Or perhaps I should have called this acquisition as a merger, since that’s how Mr. Mehrotra describes it on the Coda blog. (Half-kidding. The Coda announcement also uses the term acquisition.)
“Coda is merging with Grammarly, the trusted AI assistant for communication and productivity,” he writes. “Together, we will build the AI-native suite of the future.”
Whatever you call it, the combined company will be called Grammarly and it will offer products and services from both companies. That includes the Grammarly writing assistant–which Mehrotra calls “the original AI assistant,” given its 15-year lineage–which is used by over 40 million active users, but also Coda’s tools. Which are less familiar to me.
“We launched our first set of AI features [to the Notion-like Coda Docs app] in 2023, and more recently, we have been hard at work on Coda Brain — our new AI assistant,” he explains. “Coda Brain runs on top of our broad array of 800+ privacy-aware integrations to provide individuals with a personal ‘know-it-all’ to make them and their teams more productive. As I watched the foundational capabilities of AI change how just about every tool and surface operates, I started drafting my 2025 planning memo for the team. I titled it ‘the AI-native productivity suite’.”

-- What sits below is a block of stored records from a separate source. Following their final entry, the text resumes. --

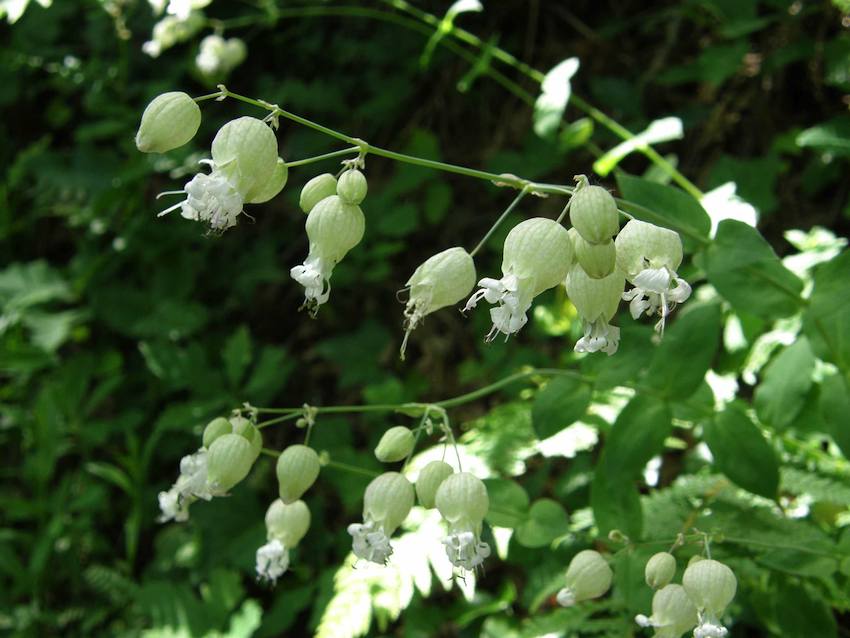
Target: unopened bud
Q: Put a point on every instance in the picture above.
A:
(711, 585)
(352, 187)
(287, 523)
(297, 469)
(168, 122)
(395, 444)
(316, 190)
(593, 213)
(429, 481)
(388, 500)
(588, 576)
(660, 570)
(462, 499)
(229, 460)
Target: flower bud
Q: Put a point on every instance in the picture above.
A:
(441, 280)
(168, 122)
(244, 428)
(711, 585)
(673, 612)
(660, 570)
(245, 151)
(588, 576)
(229, 460)
(334, 228)
(297, 469)
(538, 248)
(388, 500)
(287, 523)
(593, 213)
(272, 187)
(462, 499)
(352, 187)
(316, 190)
(395, 444)
(429, 481)
(597, 260)
(215, 429)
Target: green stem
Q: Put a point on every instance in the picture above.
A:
(499, 221)
(319, 158)
(505, 57)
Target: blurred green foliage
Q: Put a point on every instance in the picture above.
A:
(121, 334)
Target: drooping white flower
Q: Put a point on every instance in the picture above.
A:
(649, 255)
(386, 504)
(536, 257)
(244, 167)
(272, 560)
(596, 301)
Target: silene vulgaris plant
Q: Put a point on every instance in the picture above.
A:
(602, 258)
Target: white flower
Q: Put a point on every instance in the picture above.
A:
(314, 274)
(599, 336)
(657, 291)
(512, 298)
(191, 485)
(210, 198)
(369, 542)
(272, 560)
(465, 549)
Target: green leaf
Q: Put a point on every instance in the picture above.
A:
(237, 355)
(741, 452)
(552, 102)
(686, 351)
(786, 381)
(508, 503)
(664, 206)
(743, 268)
(546, 521)
(563, 401)
(834, 408)
(802, 614)
(827, 319)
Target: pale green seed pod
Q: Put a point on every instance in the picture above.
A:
(660, 570)
(595, 298)
(640, 242)
(597, 260)
(316, 190)
(388, 500)
(395, 444)
(352, 187)
(593, 213)
(462, 499)
(244, 428)
(287, 523)
(245, 151)
(711, 585)
(229, 459)
(673, 612)
(442, 280)
(168, 122)
(272, 187)
(429, 481)
(216, 428)
(588, 576)
(297, 469)
(538, 248)
(334, 228)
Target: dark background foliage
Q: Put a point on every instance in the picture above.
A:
(121, 334)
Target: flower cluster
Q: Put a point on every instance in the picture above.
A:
(707, 588)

A meeting between Grammarly and Coda led their respective leaders to see a synergy, both in vision and strategy, and here we are. With this acquisition, or merger, or partnership, or whatever. And a new Grammarly that is focused on making the Grammarly writing assistant smarter and more helpful using context from Coda Brain, unifying the Coda Docs app with Grammarly Assistant to create a Notion killer (my words), and, longer term, to “weave the best of Coda and Grammarly together” into a more cohesive and full-featured productivity suite.
“We aim to redefine productivity for the AI era,” Mehrotra adds. That sounds like something Notion would say, come to think of it.
Terms of the deal have not been disclosed, but Coda was valued at $1.4 billion in 2021. The companies expect the transaction to close in January.